Gereift und geläutert (original) (raw)

Im Foyer des »Pfefferkorn« in Lech am Arlberg simuliert die junge Dame einen Slalomlauf, die männlichen Hotelgäste folgen mit bewundernden Blicken ihren Bewegungen. Schwarze Lackschuhe, goldene Ohrringe, Jeans, Männersakko: Christa Kinshofer-Güthlein, 27, ist wieder da.

Vier Jahre nach ihrem unfreiwilligen Abschwung aus der deutschen Ski-Nationalmannschaft ins holländische Exil ist die, wie »Bild am Sonntag« meint, »notorisch allerliebste Skiprinzessin« heimgekehrt. In Piancavallo, Mitte Dezember, gipfelte das Comeback mit einem Sieg beim Weltcup-Slalom.

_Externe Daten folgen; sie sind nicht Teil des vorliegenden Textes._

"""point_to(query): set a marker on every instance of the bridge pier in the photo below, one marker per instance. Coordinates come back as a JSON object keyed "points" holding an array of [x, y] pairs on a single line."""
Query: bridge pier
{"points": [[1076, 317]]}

Einst als »Glamourgirl« oder »Diva« abqualifiziert und gefeuert, schaffte Christa Kinshofer, was vor ihr noch niemand gelang: die Rückkehr an die Weltspitze nach jahrelangen sportlichen Mißerfolgen. Mehr noch: Im Olympiateam für Calgary, so Klaus Mayr, Damen-Cheftrainer im Deutschen Skiverband (DSV), soll sie »Vorbild für die anderen« sein.

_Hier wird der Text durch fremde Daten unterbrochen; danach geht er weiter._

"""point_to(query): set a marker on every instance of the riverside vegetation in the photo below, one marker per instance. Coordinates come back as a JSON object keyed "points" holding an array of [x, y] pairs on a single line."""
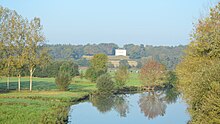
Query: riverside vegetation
{"points": [[41, 100]]}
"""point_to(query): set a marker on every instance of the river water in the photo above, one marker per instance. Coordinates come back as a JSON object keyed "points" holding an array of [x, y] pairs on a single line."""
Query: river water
{"points": [[161, 107]]}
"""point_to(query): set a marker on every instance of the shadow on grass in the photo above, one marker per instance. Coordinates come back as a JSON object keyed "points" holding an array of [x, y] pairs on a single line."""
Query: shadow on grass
{"points": [[45, 86], [80, 88], [25, 85]]}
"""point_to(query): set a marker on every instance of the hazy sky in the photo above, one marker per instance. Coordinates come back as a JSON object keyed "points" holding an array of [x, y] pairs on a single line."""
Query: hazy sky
{"points": [[152, 22]]}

Die »Wiederkehr der Extravaganz«, so die »Süddeutsche Zeitung« über Christa Kinshofer, und ihre Beförderung zur Vorzeige-Athletin waren möglich, weil sich die Strukturen im Team gewandelt haben. Das autoritäre Lehrer-Schüler-Verhältnis, in dem sich kaum jemand traute, »den Mund aufzumachen«

(Kinshofer), ist passe, Eigenständigkeit und Selbstverantwortung sind gefragt. Da kam eine laut Mayr »in ihrer Persönlichkeit gereifte und geläuterte« Christa Kinshofer gerade recht. »Sie ist der Profi überhaupt in der Mannschaft«, ergänzt Slalomtrainer Edi Reichhart.

Das war nicht immer so. Als Christa Kinshofer 1979, damals 18, nach fünf Siegen in Folge den Riesenslalom-Weltcup gewann, priesen Experten einhellig ihr überragendes Talent. Ein Jahr später reichte es in Lake Placid noch zu Olympia-Silber im Slalom, danach geriet sie bei Trainern, Funktionären und Presseleuten zunehmend in Mißkredit.

Trainer Willi Lesch beklagte die »vielen PR-Termine«, und »Welt am Sonntag« entdeckte eine »Blondine aus der Generation der Anspruchsvollen«, die »Anerkennung ohne Arbeit« fordere.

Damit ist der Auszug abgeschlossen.